The Court re-iterates that it is in the first place for the national authorities, and notably the courts, to interpret domestic law and the Court will not substitute its own interpretation for theirs in the absence of arbitrariness (see, mutatis mutandis , Tejedo Garcia v. Spain , judgment of 16 December 1997, Reports of Judgments and Decisions 1997-VIII, p. 2796, § 31). There is no indication in the present case that the applicant ’ s arguments were not duly examined by the German courts or that the interpretation of the relevant legal provisions was arbitrary or otherwise unfair and thus contrary to the requirements of Article 6 of the Convention.
Article 6 § 1 leaves to the State a free choice of the means to be used in guaranteeing litigants a right of effective access to a court and furthermore there is no obligation on the State to provide legal aid for every dispute relating to a “civil right” ( Airey v. Ireland , judgment of 9 October 1979, Series A no. 32 , pp. 12-16, § 26).

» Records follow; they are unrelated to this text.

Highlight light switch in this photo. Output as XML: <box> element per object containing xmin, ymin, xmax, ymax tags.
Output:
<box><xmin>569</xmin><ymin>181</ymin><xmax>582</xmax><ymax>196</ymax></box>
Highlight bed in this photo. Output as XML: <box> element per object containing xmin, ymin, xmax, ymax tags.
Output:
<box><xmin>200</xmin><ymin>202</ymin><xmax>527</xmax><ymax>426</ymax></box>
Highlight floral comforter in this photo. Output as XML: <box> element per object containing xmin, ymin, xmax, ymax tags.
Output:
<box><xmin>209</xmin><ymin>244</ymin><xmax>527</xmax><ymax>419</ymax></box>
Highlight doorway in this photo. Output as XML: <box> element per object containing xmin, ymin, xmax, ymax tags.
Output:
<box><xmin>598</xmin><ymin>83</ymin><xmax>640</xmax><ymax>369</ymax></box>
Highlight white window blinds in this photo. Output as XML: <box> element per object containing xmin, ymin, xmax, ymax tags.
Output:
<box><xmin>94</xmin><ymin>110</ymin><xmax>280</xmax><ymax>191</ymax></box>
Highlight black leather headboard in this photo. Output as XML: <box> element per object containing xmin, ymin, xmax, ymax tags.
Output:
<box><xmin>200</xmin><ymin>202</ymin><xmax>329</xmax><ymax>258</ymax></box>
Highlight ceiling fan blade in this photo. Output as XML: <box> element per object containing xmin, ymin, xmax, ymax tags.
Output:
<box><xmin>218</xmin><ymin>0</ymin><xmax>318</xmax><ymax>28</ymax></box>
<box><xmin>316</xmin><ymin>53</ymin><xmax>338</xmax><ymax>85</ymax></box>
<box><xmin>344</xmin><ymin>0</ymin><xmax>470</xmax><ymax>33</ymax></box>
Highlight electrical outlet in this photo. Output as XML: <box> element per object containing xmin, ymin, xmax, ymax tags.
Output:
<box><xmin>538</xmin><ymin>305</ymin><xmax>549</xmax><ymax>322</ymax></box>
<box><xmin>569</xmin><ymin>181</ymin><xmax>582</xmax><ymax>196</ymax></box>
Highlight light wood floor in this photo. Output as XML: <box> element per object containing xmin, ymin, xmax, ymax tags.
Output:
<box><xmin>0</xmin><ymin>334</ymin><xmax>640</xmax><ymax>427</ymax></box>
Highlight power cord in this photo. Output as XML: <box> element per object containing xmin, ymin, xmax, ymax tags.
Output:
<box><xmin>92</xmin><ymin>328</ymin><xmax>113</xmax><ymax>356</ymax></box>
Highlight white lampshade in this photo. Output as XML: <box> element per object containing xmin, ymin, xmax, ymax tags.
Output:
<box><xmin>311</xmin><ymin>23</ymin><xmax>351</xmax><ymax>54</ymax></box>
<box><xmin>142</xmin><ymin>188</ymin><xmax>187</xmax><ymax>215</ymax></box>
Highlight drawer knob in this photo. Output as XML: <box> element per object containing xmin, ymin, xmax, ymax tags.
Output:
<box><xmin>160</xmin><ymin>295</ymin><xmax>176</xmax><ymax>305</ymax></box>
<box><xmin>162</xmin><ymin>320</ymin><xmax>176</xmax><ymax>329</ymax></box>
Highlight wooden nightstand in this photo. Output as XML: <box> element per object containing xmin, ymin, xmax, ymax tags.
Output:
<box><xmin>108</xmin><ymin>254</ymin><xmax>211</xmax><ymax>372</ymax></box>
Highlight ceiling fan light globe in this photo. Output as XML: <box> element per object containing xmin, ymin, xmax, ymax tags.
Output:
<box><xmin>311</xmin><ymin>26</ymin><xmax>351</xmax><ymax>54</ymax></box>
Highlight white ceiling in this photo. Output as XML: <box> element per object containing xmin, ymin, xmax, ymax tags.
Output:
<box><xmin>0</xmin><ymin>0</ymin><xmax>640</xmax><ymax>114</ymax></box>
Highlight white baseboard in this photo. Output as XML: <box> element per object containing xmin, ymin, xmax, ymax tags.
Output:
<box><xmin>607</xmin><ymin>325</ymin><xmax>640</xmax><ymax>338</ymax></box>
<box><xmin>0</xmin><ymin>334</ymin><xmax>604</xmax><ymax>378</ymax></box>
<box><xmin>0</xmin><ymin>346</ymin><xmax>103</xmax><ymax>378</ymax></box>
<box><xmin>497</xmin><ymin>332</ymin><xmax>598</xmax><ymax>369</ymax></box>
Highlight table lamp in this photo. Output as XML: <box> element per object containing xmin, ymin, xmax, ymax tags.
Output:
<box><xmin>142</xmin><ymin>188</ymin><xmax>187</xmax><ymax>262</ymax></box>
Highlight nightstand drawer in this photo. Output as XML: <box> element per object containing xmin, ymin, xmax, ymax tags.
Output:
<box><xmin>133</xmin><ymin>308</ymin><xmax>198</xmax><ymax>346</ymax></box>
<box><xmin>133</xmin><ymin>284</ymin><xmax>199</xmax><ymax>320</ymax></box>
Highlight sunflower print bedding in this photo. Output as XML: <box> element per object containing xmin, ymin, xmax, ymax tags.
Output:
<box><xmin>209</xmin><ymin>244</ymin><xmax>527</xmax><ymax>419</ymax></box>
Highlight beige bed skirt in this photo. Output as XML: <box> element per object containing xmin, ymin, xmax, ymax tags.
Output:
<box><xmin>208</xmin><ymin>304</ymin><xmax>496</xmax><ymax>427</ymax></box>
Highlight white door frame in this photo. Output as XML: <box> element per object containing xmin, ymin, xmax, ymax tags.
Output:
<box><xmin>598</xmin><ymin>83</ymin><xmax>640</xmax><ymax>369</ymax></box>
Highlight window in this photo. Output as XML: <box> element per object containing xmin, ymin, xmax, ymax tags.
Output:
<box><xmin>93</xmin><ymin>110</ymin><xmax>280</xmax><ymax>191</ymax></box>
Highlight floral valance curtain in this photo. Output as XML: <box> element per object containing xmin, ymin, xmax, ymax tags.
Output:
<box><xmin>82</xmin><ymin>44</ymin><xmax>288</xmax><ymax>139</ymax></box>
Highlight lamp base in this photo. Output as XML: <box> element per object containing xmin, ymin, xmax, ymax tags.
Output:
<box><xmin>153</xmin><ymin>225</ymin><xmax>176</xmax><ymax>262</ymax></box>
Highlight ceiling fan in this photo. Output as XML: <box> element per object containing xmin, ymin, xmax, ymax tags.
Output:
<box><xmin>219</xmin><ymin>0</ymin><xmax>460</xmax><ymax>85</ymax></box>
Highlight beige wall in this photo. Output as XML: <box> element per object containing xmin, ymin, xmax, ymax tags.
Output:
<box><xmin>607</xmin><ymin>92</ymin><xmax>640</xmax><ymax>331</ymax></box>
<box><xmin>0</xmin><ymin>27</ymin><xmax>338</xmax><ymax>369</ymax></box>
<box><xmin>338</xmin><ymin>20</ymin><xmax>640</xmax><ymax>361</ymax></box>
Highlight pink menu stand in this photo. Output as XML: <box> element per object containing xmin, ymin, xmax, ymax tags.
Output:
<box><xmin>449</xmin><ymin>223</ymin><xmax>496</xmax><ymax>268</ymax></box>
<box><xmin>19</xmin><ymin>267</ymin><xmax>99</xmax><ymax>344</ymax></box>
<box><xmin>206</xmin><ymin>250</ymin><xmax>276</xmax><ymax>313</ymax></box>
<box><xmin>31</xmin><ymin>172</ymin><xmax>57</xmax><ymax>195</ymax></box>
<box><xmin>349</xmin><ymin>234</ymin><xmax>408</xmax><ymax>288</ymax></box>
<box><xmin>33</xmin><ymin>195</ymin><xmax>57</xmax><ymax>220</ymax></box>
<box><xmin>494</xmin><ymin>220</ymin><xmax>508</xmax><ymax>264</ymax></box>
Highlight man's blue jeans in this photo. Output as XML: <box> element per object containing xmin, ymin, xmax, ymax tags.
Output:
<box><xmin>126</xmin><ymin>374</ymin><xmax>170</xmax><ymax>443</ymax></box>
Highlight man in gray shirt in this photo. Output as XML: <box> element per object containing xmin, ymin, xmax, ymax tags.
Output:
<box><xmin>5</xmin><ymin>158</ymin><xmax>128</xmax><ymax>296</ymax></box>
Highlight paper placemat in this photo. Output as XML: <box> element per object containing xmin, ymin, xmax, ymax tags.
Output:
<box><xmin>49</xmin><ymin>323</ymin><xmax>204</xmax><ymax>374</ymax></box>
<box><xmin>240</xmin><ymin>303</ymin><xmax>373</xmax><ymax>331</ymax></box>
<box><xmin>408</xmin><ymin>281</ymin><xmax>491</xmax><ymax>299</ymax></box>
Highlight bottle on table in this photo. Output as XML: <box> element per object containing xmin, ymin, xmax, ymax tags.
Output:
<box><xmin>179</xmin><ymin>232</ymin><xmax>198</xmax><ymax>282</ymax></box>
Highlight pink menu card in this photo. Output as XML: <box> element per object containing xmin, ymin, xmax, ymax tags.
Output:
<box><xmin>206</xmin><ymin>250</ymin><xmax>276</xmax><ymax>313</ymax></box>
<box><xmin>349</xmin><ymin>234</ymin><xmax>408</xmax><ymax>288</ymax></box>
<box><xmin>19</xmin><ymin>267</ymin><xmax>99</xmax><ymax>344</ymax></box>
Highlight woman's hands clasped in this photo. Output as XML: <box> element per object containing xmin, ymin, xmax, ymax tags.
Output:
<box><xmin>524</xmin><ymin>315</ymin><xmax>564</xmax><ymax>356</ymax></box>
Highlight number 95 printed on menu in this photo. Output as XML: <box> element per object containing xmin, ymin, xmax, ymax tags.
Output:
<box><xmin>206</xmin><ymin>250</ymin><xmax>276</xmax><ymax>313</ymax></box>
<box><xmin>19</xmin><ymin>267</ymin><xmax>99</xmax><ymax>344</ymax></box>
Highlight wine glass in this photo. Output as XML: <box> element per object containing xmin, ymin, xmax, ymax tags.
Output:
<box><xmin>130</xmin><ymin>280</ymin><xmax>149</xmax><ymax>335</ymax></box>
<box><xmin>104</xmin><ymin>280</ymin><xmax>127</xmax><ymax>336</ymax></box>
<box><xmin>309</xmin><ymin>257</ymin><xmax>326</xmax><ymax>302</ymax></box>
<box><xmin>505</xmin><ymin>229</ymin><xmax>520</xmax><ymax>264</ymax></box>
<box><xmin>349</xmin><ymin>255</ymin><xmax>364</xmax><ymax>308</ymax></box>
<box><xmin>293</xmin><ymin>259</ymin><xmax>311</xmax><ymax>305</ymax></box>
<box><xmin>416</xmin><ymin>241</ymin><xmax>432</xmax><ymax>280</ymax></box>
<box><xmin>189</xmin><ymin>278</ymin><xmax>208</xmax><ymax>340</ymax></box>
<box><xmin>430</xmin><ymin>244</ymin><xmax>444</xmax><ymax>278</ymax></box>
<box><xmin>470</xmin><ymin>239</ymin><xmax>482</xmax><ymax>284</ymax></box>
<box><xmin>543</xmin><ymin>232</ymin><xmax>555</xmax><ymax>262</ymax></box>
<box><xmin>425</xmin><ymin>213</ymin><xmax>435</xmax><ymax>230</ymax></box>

It is self-evident that where a State chooses a legal aid system to provide access to court, such a system can only operate effectively, given the limited resources available, by establishing machinery to select which cases should be legally aided. Such limitations on the availability of legal aid, common to most Convention countries, often require a financial contribution or that the proposed litigation has reasonable prospects of success (see X v. the United Kingdom , no. 8158/78, Commission decision of 10 July 1980, Decisions and Reports (DR). 21, p. 95).
In view of the above circumstances, it cannot be said that the refusal of legal aid impaired the applicant ’ s right under Article 6 § 1 of the Convention in a manner that would her deprive of her right of access to a court.
It follows that this complaint is manifestly ill-founded within the meaning of Article 35 § 3 of the Convention and must be rejected in accordance with Article 35 § 4.
2. The applicant also complained of a difference in treatment deriving from the different views of regional jurisdictions in Germany on the question of legal aid in insolvency proceedings. To be granted legal aid depended thus on the geographical location of the person concerned. This difference in treatment from others in a comparable situation in their enjoyment of their right to access to court could not be objectively and reasonably justified. As a consequence, the refusal of legal aid to debtors without sufficient financial means deprived them of the possibility of obtaining the opening of insolvency proceedings and subsequently being granted a discharge of the residual debt.
The Court has examined this complaint under of Article 14 of the Convention taken in conjunction with Article 6 § 1.
Article 14 provides:
“The enjoyment of the rights and freedoms set forth in [the] Convention shall be secured without discrimination on any ground such as sex, race, colour, language, religion, political or other opinion, national or social origin, association with a national minority, property, birth or other status.”
The Court notes that legal aid has been refused for lack of sufficient prospects of success of the proposed insolvency proceedings. It finds no indication of discrimination as regards the application of this principle in the applicant ’ s case. Furthermore, this complaint is subsumed in her general complaint that she was denied access to court.
It follows that this part of the application is likewise is manifestly ill-founded within the meaning of Article 35 § 3 of the Convention and must be rejected in accordance with Article 35 § 4.
For these reasons, the Court unanimously
Declares the application inadmissible.